Çocukça konuşma kabiliyetimi kullanarak istediğim cevaba ulaşmaya çalışıyorken birden yüzündeki gülümseme gitmeden bana olumsuz olan cevabını iletmişti. İlk defa.. Ama tamda gitmem gereken zaman izin vermedi. İnanamıyorum ya. Gidemezsin dedi!

"Cuma akşamı kız kıza sizin orda ne işiniz var yavrum? Hem daha geçen hafta çıktın yine mi evde olmayacaksın? Hayır gidemezsin. Bu akşamda bizimle otur."

Bakışlarını tekrar benden çekerek son kararını onaylıyordu. Ama benim bütün arkadaşlarım orda olacaktı! Ne demek bizle otur ya? Seni zaten her gün görüyorum bir gün de onlarla geçireyim işte. Of!

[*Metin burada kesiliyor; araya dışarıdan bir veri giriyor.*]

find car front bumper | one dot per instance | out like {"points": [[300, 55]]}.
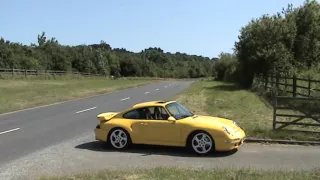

"Of baba ya! Bıktım hep böyle yapıyorsun!" Her defasında yine de izni koparmış olsamda hep başta beni böyle zorluyordu.
Yanından kalkarak odama gittim ve tavır koyarak kapıyı sertçe çarptım! Küstüm işte. Konuşmayacağım seninle, belki o zaman kıyamayıp izin verirsin! Yatağıma girdim ve akşama kadar çıkmadım. Yorganı da başıma kadar çektim. Nefessizlikten ölürsemde vicdan azabı çekersin. Keşke izin verseydim dersin.
Akşam yemeği oldu ve ben hala odamdan çıkmadım. Herkes en az bir kere beni çağırmaya geldi ama yok. Madem inat ediyordu bende onunla konuşmayacaktım. Hatta yanına bile gitmeyecektim.